Incydenty

Dzień był w okopach z 8 okupantami: ukraińska straż graniczna w bitwie w pobliżu roztocza (wideo)

Tego dnia, około 15:00, wojownik usłyszał strzelanie, a radio natychmiast przeniósł się „do bitwy, Orka w wykopie”. Według wojska najeźdźcy przybyli z tyłu w wykopie. Ukraińska straż graniczna ze znakiem połączenia „Tom” był w pozycji w rejonie Kigshchiyivka podczas burzy, został zablokowany w jednym wykopie z Rosjanami. Z powodu udanej burzy bojowników sił obronnych pozycja odzwierciedlała następnego dnia.

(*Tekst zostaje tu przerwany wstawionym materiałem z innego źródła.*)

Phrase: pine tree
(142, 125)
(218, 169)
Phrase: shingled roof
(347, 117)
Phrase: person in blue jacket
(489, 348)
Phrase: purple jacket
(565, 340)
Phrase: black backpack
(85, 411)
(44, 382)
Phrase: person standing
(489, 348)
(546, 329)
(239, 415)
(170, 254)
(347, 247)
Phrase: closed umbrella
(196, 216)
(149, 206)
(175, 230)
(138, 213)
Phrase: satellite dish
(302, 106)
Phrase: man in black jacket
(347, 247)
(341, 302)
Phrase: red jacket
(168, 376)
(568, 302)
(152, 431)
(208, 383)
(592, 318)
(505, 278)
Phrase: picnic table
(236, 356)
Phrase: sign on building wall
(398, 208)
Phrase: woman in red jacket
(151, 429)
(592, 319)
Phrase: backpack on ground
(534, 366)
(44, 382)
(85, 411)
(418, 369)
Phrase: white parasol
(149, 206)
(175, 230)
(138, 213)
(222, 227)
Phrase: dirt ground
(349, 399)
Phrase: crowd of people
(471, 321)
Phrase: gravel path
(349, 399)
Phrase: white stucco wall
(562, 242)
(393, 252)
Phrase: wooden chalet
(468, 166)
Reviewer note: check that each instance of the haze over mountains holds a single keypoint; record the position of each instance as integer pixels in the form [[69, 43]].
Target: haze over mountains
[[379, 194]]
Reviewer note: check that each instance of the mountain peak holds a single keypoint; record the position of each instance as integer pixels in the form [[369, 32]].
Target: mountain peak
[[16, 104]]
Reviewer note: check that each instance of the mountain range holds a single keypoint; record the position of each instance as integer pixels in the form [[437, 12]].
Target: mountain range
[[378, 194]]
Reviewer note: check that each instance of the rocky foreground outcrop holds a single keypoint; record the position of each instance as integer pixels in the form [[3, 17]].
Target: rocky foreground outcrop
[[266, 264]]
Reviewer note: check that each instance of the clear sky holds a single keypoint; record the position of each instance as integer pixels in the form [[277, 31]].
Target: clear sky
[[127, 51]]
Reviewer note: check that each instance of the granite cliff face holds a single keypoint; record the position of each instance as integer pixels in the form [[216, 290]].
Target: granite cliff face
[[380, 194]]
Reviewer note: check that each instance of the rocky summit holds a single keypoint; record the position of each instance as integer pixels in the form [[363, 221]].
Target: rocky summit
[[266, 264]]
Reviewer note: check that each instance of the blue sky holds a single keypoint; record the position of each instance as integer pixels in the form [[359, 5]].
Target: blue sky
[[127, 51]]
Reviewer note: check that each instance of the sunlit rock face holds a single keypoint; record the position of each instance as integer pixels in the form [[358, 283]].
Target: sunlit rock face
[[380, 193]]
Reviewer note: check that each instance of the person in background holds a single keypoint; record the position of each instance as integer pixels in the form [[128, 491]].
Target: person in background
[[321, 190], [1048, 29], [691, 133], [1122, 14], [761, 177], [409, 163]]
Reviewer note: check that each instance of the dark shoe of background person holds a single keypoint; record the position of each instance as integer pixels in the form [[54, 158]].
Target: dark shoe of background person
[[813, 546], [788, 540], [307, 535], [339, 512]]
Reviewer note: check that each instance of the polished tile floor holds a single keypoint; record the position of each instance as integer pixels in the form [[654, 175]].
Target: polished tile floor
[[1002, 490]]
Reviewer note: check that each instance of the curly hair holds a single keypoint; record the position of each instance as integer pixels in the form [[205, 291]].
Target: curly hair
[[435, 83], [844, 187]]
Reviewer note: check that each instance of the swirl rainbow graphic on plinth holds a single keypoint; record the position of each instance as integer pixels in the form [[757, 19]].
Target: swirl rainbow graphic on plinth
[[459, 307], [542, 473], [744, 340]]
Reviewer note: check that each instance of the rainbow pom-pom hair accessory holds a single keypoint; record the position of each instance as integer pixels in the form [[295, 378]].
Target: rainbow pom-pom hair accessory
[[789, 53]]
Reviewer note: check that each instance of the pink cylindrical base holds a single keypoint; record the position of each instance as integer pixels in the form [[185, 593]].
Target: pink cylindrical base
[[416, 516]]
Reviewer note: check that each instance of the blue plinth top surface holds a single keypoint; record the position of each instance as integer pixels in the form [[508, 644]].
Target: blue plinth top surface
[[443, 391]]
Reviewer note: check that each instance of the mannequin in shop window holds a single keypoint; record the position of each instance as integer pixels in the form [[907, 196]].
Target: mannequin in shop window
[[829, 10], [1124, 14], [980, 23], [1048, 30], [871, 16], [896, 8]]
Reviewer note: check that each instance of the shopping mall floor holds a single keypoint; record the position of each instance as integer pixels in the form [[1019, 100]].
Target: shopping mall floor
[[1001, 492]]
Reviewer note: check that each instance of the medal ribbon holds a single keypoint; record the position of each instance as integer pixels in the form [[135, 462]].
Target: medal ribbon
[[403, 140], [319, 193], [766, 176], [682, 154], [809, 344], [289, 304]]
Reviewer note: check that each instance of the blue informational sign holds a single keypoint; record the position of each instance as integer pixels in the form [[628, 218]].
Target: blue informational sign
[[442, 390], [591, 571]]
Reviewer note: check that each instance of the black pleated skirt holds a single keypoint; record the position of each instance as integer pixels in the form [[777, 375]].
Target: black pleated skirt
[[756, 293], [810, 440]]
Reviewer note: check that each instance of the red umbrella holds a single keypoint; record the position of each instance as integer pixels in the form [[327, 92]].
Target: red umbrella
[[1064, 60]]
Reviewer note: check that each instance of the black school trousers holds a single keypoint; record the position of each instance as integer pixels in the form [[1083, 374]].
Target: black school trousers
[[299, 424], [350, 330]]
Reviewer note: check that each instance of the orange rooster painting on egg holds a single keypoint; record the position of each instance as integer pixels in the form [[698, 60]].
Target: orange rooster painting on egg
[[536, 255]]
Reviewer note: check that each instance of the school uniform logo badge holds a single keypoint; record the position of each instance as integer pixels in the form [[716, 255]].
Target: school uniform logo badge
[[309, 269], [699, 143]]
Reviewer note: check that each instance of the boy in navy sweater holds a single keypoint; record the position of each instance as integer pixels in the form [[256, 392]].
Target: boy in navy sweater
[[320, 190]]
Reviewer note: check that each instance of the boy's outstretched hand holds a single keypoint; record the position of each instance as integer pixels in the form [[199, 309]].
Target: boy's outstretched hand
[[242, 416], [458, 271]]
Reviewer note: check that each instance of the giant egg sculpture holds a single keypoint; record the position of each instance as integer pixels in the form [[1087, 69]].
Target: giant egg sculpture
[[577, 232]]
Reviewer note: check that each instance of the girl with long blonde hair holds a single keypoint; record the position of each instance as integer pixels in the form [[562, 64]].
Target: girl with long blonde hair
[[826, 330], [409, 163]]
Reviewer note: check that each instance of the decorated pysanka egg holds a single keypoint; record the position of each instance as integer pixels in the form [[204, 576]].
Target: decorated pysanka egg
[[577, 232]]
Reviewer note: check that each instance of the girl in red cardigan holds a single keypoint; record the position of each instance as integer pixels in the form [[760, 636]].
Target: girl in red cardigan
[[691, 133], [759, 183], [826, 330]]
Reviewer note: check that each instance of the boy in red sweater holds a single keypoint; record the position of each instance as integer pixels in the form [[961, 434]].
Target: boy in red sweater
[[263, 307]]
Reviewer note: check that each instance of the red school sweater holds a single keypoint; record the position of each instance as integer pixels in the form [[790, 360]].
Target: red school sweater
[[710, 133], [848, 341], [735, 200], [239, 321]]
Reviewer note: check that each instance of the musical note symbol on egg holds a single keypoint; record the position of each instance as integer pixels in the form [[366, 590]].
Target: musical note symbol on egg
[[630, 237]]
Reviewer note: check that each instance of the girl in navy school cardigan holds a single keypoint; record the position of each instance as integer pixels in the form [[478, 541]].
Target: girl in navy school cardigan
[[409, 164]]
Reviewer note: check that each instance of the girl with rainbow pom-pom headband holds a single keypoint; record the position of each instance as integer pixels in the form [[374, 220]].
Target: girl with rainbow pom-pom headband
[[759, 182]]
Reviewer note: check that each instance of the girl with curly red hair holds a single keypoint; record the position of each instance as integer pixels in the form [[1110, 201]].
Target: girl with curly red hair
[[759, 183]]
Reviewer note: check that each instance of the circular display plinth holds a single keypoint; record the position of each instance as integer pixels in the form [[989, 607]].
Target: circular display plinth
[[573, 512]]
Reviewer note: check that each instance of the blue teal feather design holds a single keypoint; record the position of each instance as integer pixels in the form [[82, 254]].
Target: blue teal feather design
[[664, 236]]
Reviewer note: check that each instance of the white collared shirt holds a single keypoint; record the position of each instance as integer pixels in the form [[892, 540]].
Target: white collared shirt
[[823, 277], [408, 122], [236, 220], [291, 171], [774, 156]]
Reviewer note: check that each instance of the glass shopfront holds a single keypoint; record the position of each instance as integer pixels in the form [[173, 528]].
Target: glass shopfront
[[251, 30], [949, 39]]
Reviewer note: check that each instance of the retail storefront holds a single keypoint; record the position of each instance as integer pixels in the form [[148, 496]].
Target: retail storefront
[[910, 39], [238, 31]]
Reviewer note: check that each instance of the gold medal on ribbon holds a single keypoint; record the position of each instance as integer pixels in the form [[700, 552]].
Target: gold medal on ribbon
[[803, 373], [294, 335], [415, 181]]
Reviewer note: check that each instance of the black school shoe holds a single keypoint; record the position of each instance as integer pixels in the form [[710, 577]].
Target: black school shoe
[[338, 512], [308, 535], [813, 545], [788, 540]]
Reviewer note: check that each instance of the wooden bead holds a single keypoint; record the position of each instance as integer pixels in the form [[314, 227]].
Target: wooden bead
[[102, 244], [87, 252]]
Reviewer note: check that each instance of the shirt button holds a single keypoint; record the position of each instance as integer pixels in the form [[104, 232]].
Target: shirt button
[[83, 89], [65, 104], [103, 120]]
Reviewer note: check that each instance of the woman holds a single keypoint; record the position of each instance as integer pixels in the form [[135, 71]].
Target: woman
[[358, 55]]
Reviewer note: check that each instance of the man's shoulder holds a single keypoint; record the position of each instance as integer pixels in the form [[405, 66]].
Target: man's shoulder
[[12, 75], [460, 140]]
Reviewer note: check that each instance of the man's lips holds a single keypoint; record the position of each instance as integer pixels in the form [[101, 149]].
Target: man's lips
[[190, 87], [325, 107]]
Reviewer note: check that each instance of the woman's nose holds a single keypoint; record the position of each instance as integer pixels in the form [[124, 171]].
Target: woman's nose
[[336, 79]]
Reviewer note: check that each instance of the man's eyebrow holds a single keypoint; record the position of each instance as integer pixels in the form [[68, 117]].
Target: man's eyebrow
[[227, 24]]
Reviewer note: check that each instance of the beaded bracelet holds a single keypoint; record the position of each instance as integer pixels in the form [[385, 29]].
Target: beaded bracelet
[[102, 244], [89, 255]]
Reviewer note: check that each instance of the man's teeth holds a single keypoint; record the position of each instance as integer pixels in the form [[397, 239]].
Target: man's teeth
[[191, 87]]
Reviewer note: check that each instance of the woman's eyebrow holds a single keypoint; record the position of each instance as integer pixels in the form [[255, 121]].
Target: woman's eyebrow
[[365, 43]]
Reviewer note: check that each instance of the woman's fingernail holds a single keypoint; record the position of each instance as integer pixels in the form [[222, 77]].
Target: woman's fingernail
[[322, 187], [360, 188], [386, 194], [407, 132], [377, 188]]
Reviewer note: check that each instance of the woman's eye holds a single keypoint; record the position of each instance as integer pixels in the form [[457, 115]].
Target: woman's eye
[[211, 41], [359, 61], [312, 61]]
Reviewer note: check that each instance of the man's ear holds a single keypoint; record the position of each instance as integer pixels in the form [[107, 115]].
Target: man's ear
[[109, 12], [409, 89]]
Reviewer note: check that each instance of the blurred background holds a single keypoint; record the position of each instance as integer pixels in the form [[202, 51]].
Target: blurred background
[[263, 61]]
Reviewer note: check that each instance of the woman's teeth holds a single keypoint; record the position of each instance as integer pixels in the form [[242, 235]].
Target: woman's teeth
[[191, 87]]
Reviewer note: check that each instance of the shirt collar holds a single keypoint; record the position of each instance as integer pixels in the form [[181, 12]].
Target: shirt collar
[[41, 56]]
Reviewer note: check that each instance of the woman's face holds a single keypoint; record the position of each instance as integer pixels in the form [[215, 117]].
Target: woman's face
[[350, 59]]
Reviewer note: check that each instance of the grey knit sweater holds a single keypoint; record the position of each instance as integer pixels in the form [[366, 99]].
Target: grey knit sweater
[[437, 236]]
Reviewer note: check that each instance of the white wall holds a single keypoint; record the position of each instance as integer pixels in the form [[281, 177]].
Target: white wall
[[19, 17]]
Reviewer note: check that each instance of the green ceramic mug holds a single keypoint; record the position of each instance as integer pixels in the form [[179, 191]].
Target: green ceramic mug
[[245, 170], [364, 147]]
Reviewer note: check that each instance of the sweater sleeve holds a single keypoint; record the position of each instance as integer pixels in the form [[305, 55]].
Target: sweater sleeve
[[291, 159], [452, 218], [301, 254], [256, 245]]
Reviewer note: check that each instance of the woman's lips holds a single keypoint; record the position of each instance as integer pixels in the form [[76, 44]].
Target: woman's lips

Radio Liberty opowiedział o byciu „sąsiedztwem” z Rosjanami i tej bitwy. Według tomu w pozycji znajdowały się 4 strażników granicznych i 2 spadochroniarzy. Był odpowiedzialny za pracę Rebe. Jego zadaniem było ostrożne ukrycie go i ukrywanie go oraz upewnienie się, że został oskarżony i w żadnym wypadku nie wyciągnął ręki, aby nie ujawnić jego pozycji. „Miałem pracę zespołową, aby włączyć adres IP, nie można było„ spalić ”siebie.

W czasie, gdy Reb był tam 2 tygodnie, nie z fPV-aromatu zostało zabite i ranne”, powiedział „tom”. Tego dnia, około 15, usłyszał strzelanie, a w radiu natychmiast przeniósł się „do bitwy, orki w wykopie”. Według niego najeźdźcy przybyli z tyłu w wykopie. Wszyscy wojownicy zmusili zespół, aby się nie ruszał. Zrobiono to, aby ujawnić, gdzie obcy i gdzie jesteście własni.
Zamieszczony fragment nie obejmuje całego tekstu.